# Dsihnetwork & MuchMusic



## Guest (Apr 22, 2002)

Does Dish Network still carry MuchMusic channel (158) ?

I see it on their website, but I can't find it in their channel guide. Is it still available?


----------



## Scott Greczkowski (Mar 21, 2002)

Yes it's still there. (although this version of Much Music SUCKS comapired to the Canadian version)

If you can't see it do a check switch and that should get it in for you.

(Also be aware they are doing some transponder shuffling, as they are putting Echostar 7 in service today!)

Welcome to DBStalk!

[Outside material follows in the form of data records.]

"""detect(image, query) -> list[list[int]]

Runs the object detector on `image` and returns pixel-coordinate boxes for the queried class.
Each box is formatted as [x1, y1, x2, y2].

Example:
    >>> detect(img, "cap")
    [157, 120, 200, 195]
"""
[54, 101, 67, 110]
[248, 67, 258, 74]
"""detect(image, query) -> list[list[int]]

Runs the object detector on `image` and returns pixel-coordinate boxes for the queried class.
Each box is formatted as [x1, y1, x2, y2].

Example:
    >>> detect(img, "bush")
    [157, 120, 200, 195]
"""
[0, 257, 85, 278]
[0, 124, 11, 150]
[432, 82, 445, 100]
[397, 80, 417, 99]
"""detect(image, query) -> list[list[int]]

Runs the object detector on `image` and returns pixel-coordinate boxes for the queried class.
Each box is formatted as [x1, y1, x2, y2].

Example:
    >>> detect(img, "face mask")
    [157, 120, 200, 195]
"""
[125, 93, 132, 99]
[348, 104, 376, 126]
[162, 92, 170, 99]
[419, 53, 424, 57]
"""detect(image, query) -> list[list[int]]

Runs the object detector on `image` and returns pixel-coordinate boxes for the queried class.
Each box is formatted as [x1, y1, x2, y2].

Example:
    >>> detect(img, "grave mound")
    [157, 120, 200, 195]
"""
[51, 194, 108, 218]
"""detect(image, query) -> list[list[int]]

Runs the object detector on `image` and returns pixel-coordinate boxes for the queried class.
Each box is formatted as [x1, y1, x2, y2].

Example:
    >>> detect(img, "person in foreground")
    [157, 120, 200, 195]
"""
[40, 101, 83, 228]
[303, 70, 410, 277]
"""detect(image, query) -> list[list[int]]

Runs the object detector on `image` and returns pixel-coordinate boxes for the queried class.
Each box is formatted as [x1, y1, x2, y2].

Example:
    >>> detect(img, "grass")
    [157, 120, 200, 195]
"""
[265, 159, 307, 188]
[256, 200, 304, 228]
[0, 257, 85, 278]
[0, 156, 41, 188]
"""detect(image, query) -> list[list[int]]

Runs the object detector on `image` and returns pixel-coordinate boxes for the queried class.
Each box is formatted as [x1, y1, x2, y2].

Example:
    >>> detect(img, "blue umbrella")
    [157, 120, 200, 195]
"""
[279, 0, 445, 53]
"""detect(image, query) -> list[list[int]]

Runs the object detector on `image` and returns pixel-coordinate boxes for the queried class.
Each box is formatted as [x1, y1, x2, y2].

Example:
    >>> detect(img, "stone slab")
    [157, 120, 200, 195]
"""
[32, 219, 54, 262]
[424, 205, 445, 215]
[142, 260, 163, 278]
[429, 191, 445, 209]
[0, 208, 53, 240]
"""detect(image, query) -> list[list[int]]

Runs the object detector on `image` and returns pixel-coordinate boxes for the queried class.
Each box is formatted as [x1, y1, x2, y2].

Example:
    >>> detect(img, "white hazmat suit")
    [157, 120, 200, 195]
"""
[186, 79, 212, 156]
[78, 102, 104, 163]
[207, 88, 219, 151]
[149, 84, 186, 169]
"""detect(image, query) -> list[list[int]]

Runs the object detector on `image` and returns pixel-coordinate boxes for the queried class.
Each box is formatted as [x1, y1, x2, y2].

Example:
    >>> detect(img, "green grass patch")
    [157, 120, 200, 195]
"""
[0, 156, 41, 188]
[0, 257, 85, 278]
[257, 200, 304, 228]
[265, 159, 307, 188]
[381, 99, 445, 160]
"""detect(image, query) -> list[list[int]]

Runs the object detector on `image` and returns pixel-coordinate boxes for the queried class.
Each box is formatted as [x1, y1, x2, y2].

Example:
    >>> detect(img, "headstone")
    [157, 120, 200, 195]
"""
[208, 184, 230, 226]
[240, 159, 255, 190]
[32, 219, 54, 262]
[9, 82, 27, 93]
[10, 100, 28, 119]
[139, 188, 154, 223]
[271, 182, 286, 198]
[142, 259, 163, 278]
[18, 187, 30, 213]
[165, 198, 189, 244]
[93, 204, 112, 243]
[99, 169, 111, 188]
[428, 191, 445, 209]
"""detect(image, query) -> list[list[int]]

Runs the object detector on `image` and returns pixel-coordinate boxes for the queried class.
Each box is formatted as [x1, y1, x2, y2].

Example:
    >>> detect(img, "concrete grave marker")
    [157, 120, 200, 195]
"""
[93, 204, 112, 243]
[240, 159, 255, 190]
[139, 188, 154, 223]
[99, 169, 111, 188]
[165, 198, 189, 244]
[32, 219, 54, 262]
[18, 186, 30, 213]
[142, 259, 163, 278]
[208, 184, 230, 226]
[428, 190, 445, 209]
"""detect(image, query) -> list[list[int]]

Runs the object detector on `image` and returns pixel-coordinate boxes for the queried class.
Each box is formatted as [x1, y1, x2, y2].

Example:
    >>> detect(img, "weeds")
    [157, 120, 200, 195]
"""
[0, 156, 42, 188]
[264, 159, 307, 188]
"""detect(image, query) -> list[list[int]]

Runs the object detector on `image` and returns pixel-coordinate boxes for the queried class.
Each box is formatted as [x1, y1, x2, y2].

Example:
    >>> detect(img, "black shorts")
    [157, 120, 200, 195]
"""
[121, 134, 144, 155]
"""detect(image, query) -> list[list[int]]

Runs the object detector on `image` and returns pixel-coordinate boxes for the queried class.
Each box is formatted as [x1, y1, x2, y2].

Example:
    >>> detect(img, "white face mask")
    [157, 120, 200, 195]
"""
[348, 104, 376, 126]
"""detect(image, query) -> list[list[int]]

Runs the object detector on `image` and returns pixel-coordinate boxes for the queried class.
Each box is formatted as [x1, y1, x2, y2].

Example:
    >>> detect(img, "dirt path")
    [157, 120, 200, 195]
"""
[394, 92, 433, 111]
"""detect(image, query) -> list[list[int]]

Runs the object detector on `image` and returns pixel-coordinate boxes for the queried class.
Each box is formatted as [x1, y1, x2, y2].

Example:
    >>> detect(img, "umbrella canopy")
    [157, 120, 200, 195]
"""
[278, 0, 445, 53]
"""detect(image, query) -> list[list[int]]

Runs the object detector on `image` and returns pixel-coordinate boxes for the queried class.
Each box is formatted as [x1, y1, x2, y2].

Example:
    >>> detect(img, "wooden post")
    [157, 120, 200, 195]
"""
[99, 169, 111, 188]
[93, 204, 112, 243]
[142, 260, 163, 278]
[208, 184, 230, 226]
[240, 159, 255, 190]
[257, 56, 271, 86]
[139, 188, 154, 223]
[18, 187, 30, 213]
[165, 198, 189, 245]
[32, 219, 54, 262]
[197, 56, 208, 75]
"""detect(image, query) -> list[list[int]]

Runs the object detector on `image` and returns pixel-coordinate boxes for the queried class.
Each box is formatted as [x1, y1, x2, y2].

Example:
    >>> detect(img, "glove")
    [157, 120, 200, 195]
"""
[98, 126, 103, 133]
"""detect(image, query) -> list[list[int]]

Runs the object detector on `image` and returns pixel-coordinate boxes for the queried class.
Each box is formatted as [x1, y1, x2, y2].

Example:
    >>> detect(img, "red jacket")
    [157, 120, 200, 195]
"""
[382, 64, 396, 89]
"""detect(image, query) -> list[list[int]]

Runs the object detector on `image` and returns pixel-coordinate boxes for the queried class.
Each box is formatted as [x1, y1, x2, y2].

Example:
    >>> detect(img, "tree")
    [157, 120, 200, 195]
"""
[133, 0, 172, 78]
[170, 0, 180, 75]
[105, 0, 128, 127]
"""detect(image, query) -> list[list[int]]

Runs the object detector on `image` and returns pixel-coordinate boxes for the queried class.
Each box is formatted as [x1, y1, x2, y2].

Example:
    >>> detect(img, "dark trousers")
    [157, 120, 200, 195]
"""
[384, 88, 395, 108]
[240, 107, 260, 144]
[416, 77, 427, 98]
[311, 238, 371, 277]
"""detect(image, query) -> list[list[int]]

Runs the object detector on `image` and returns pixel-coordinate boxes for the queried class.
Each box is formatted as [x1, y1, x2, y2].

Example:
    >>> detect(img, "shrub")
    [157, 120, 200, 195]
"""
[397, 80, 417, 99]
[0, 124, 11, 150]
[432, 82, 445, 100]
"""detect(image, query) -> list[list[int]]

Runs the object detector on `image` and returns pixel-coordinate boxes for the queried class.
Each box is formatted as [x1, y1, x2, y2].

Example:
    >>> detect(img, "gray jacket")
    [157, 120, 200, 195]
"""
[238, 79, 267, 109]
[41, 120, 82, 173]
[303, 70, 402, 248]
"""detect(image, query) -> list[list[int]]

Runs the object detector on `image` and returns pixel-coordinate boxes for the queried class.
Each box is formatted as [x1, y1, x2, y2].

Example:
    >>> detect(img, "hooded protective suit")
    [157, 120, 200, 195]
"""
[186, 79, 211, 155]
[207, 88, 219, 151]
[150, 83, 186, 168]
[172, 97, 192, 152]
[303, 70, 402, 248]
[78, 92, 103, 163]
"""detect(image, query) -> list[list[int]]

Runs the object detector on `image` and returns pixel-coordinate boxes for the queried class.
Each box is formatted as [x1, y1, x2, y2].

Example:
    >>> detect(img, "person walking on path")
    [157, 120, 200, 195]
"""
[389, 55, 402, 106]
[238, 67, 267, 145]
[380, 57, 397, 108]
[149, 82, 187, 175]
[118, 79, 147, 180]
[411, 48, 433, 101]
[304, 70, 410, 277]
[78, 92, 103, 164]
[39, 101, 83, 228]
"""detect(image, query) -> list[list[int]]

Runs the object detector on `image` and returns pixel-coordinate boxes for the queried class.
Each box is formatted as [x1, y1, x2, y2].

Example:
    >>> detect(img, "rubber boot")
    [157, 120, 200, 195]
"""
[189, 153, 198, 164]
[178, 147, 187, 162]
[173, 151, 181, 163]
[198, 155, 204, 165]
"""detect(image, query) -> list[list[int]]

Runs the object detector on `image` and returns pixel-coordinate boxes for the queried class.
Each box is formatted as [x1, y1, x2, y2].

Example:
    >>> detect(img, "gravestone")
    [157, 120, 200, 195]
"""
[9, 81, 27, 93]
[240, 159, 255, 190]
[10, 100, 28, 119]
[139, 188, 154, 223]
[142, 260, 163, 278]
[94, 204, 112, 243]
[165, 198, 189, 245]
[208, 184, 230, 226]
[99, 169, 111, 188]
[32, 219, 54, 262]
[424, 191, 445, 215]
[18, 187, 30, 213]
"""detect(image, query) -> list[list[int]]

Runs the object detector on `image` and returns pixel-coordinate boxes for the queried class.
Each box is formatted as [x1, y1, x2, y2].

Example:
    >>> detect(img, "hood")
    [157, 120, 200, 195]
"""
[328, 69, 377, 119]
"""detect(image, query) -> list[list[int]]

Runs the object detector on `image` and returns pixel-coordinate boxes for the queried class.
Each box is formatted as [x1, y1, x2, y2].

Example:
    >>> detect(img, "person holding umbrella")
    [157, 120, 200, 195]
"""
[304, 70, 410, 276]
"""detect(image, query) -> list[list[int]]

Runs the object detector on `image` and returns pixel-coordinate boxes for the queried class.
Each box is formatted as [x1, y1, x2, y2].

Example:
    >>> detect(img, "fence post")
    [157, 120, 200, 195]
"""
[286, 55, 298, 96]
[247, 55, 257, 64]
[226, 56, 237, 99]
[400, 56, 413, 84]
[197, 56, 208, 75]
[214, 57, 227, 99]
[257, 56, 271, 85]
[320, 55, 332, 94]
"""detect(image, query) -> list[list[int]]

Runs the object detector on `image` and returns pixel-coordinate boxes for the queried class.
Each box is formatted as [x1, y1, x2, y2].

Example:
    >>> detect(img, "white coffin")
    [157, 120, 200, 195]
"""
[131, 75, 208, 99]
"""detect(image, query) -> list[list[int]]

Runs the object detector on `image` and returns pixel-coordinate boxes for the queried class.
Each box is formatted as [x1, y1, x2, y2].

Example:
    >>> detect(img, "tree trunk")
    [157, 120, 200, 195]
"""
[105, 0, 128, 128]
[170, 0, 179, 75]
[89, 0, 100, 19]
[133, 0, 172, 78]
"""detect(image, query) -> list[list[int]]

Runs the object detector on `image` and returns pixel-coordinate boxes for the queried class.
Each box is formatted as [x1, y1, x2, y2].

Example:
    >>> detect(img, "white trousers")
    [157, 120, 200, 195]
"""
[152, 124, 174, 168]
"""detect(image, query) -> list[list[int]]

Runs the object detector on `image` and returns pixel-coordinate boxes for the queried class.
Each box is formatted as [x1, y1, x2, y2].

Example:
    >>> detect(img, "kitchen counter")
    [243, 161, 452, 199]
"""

We hope you will register!


----------



## Kevin (Mar 27, 2002)

> (although this version of Much Music SUCKS comapired to the Canadian version)


 I agree, the USA version of MuchMusic is horrible! I enjoy the Canadian programming much more than the American garbage on that channel. The Wedge is the best music show ever. Too bad us E* subs never got to enjoy MuchMusic Canada before Rainbow Media bought it and let it go to hell!


----------



## Jacob S (Apr 14, 2002)

Didnt DirecTv used to have the Canadian Much Music Channel then switch to the MMUSA version of it lately?


----------



## EvanS (Mar 27, 2002)

good to hear this from others...all I ever heard was MuchMusicMuchMusicMuchMusicMuchMusicMuchMusicMuchMusicMuchMusic - and then I got it and really started thinking I was out of touch
I can do without it, tell the truth


----------



## Scott Greczkowski (Mar 21, 2002)

Trust us the old version of Much Music was MUCH MUCH better then this. People wanted to old version (which was basicly identical to the Canadian Much Music Service) not this watered down crap with all the graphics on the screen.


----------



## John Walsh (Apr 22, 2002)

I think the Much Music is great (when I get 119 tr 18). I would have loved to have seen the other version


----------



## James_F (Apr 23, 2002)

I always like the "Boxing Day" specials!


----------



## Kevin (Mar 27, 2002)

Yes Jacob, DirecTV used to carry the Canadian feed of MuchMusic until Rainbow Media bought out half of MuchMusic and launched MuchMusic USA in June 2001 for all viewers in the U.S. This marked the end of the MuchMusic Canada feed in the U.S.


----------



## Brian Rector (Mar 25, 2002)

MuchMusic was so much cooler back then when you could see such acts as Matthew Goode Band, etc. Now it seems that the channel is nothing more than a subpar copy of MTV ( MTV has the Osbournes....and thats about the only cool thing on the channel these days).


----------



## Jacob S (Apr 14, 2002)

Why couldnt MuchMusic broadcast their Canadian channel and call it MuchMusic 2 just like MTV2 ? Maybe we should start emailing Muchmusic and Dish Network and so forth to see if they will add it or not to see if this is even possible.


----------